One of the major tasks in microbial epidemiology is the need to type the isolates to allow tracking the outbreaks in different locations. Up to now the most extensively sequence-based tool is Multi Locus Sequence Typing (MLST). MLST have some intrinsic weakness: first, It is a not a correlative scheme (the designation of a particular ST say nothing about its phylogenetic relation). Second, MLST is not always enough precise to define the real clones, and might overestimate the clone concept. Third, two identical MLSTs in strains of the same species can include a set of isolates with different phylogenetic backgrounds. On the other hand, new sequence types are constantly appearing with the expansion of NGS technology. Approaches as cgMLST or wgMLST increase the typing accuracy but they do not provide the possibility of any possible designation to closely phylogenetically related sequence types. MDST is a new approach that creates a new continuous scheme classification detect phylogenetically relations between clones and is applicable to all bacterial organisms.
MDST uses a classification based on genetic distance. Taking a set of sequences as origin of coordinates (usually 4 to 6 sequences) MDST calculates the distance from this coordinates to all other sequences. The distance among sequences are calculated by MASH software (B. Ondov et al. 2016) providing a normalized way to calculate phylogenetic distances. About 4000 E. coli strains are classified respect 6 coordinate sequences is just a few seconds. MDST toolkit includes an automatic system to select the optimal coordinate sequences, based on the available sequences. The MDST provide a numerical classification (coordinates) that allow to represent ensembles of STs linked by close phylogenetic distances. Particular STs are visualized as part of these ensembles, easily recognized in a colour scheme in the coordinates landscape.
MDST has been applied to three different species: Escherichia coli, Enterococcus faecium and Klebsiella pneumoniae. MDST grouping and conventional phylogenetic population structure were closely correlated. Besides, MDST easily identify sequences that do not correspond with the species classification. MDST grouping system allows to identify find the neighbors strains to any particular clone of interest just calculating the Euclidean distance among them. Finally, MDST nomenclature allow performing population structure analysis without the necessity to have all the genomic sequence data.
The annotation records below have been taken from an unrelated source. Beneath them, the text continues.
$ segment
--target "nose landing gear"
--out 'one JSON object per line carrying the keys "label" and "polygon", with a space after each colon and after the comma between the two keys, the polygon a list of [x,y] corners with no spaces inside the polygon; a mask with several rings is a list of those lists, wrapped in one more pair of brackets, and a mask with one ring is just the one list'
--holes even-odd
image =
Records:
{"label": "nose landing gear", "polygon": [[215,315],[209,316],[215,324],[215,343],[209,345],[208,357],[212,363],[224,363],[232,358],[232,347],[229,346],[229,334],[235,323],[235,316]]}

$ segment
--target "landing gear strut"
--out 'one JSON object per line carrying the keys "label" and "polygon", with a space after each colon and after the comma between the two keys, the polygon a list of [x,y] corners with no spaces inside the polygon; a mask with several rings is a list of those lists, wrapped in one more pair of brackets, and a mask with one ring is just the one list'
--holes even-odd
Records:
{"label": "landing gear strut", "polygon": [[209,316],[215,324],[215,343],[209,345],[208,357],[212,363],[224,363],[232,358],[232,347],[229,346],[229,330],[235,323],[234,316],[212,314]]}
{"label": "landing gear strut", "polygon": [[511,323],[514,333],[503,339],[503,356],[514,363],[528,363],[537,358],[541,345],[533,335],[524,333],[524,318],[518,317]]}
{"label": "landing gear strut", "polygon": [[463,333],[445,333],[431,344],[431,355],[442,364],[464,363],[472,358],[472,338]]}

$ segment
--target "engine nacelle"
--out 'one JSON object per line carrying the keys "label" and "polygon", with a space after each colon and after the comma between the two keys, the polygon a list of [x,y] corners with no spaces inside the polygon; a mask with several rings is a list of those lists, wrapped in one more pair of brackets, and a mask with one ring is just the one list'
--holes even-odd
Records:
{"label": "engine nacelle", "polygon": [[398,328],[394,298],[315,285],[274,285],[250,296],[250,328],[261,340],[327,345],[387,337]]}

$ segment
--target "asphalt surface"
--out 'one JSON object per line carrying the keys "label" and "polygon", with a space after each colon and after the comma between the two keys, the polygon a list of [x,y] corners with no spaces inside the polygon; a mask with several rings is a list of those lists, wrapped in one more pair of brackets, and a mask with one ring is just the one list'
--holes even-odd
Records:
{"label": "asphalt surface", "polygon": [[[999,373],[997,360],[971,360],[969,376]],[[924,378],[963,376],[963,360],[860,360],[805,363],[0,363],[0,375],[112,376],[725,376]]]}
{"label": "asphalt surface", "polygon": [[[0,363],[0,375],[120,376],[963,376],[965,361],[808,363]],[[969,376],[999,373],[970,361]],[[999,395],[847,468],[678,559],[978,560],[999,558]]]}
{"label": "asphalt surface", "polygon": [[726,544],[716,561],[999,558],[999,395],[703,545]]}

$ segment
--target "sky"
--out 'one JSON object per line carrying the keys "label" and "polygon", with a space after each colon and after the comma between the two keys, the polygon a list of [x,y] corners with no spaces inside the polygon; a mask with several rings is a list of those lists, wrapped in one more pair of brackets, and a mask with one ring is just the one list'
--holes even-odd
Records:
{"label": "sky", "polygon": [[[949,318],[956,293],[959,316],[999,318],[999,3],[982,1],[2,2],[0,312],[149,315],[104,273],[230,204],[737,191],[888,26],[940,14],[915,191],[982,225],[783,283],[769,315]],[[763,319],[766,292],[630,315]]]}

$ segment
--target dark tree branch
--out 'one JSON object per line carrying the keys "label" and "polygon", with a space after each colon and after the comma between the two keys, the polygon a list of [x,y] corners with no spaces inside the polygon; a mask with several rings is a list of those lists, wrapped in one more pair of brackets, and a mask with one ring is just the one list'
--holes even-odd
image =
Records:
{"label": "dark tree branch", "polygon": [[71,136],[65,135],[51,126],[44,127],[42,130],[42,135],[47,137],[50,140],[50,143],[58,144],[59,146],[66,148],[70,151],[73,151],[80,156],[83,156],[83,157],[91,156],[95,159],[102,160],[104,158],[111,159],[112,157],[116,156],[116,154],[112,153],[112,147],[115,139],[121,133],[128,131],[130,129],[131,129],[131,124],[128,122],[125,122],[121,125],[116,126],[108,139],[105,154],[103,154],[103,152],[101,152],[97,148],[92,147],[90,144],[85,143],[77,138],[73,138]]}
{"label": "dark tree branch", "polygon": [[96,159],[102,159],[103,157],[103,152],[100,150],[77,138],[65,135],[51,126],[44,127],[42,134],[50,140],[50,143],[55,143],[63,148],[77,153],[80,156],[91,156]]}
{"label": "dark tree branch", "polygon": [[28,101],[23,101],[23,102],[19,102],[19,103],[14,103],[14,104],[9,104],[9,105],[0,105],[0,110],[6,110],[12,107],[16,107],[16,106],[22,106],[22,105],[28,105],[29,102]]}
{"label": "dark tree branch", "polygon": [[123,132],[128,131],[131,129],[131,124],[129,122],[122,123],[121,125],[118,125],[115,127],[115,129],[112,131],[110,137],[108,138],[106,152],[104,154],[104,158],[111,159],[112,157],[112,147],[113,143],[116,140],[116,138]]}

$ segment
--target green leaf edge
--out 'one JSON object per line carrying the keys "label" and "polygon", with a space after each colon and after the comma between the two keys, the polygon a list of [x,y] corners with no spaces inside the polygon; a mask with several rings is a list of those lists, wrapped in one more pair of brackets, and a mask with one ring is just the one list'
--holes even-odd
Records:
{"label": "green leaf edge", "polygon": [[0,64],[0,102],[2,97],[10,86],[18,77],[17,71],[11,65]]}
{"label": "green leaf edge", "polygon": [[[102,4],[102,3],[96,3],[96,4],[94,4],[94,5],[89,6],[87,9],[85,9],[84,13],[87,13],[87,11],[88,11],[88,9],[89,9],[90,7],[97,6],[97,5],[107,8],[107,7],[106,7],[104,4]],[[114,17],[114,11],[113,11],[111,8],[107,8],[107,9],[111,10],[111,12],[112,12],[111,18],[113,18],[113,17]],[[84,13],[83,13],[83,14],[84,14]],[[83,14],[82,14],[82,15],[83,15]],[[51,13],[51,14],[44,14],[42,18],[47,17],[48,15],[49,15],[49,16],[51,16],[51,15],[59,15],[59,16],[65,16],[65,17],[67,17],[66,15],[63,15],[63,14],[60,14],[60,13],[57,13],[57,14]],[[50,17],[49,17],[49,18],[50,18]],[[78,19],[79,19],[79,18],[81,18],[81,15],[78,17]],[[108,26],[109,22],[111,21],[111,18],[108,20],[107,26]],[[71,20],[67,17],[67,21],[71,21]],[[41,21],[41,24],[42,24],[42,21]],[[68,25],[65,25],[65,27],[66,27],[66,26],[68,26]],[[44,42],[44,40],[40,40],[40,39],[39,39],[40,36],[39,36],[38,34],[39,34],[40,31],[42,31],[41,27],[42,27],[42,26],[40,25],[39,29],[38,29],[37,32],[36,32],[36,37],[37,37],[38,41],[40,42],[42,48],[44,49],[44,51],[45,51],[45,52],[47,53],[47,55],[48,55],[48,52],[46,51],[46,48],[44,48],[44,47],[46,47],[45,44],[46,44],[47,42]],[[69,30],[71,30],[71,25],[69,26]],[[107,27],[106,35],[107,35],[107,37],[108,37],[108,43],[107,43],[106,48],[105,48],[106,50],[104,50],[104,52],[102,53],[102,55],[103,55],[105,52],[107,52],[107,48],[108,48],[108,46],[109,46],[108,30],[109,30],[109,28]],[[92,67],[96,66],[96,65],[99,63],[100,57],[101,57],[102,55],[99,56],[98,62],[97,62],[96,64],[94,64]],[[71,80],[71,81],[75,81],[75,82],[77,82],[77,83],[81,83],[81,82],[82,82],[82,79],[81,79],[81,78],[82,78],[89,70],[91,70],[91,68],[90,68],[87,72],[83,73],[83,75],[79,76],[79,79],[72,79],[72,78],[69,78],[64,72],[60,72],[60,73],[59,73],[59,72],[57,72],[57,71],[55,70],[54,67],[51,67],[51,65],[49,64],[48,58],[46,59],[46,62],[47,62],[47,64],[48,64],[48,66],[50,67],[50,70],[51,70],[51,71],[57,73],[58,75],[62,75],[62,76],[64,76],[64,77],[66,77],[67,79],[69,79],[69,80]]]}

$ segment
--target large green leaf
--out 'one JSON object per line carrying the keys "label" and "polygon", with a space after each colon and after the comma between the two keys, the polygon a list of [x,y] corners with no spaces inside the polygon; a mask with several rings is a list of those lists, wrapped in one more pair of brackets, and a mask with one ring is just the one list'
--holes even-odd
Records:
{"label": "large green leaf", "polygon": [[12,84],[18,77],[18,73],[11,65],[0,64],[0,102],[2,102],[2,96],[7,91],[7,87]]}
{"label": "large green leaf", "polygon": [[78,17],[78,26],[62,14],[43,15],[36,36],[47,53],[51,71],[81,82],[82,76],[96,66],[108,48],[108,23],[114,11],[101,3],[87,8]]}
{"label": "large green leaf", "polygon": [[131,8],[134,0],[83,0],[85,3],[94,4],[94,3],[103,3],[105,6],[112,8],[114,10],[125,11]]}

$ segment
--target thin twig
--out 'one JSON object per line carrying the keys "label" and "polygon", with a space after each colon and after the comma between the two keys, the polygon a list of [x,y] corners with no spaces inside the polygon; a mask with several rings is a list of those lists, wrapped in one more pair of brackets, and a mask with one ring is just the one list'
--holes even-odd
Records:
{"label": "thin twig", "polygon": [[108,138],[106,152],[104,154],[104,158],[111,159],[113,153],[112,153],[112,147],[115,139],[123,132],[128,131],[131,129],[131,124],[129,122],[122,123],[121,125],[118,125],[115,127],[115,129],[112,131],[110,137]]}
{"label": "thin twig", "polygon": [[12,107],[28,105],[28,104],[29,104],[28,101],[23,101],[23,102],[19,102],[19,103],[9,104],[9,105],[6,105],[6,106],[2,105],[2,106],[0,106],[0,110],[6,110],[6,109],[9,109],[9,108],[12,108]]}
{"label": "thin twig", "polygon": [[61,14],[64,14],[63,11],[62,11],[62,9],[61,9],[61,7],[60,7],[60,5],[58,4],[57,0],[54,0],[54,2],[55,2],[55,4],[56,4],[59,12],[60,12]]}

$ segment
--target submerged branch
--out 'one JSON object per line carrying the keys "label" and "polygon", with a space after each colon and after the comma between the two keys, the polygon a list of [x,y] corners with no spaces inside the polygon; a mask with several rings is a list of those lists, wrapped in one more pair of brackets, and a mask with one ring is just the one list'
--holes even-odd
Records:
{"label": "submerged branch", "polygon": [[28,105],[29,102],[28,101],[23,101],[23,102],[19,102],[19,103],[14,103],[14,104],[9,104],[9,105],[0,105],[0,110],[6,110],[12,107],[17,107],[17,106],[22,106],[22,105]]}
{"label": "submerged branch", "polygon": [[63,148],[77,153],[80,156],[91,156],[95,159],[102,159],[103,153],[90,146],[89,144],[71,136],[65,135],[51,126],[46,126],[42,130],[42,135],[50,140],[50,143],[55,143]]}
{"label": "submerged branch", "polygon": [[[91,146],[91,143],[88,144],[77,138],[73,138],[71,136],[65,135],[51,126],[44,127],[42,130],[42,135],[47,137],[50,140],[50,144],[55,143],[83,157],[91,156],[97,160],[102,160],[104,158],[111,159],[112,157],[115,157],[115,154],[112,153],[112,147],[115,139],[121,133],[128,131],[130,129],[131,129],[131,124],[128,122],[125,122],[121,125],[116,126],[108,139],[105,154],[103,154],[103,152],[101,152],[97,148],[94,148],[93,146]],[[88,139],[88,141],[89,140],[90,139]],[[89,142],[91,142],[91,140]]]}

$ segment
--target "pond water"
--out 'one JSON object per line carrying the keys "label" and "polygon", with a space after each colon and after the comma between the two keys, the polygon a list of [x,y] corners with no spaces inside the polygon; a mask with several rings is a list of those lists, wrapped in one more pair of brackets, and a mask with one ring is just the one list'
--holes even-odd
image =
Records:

In the new genomic age, an universal designation system at supra-specific, specific, and sub-specific levels is mandatory. The old systems as MLST are not enough precise to represent the genomic data provided for the NGS and the new classification system as cgMLST do not have a readable system of designation for significant ensembles of strains. Other classification systems such as BAPS (Korander et al 2007) or eBURST (Feil et al 2004) are dependent of the dataset to analyse. MDST solve these problems with a universal system able to classify isolates independently of the dataset, with a readable classification system based on phylogenetical relations.
This data repository contains the files and scripts used for the MDST poster of ECCMID 2017.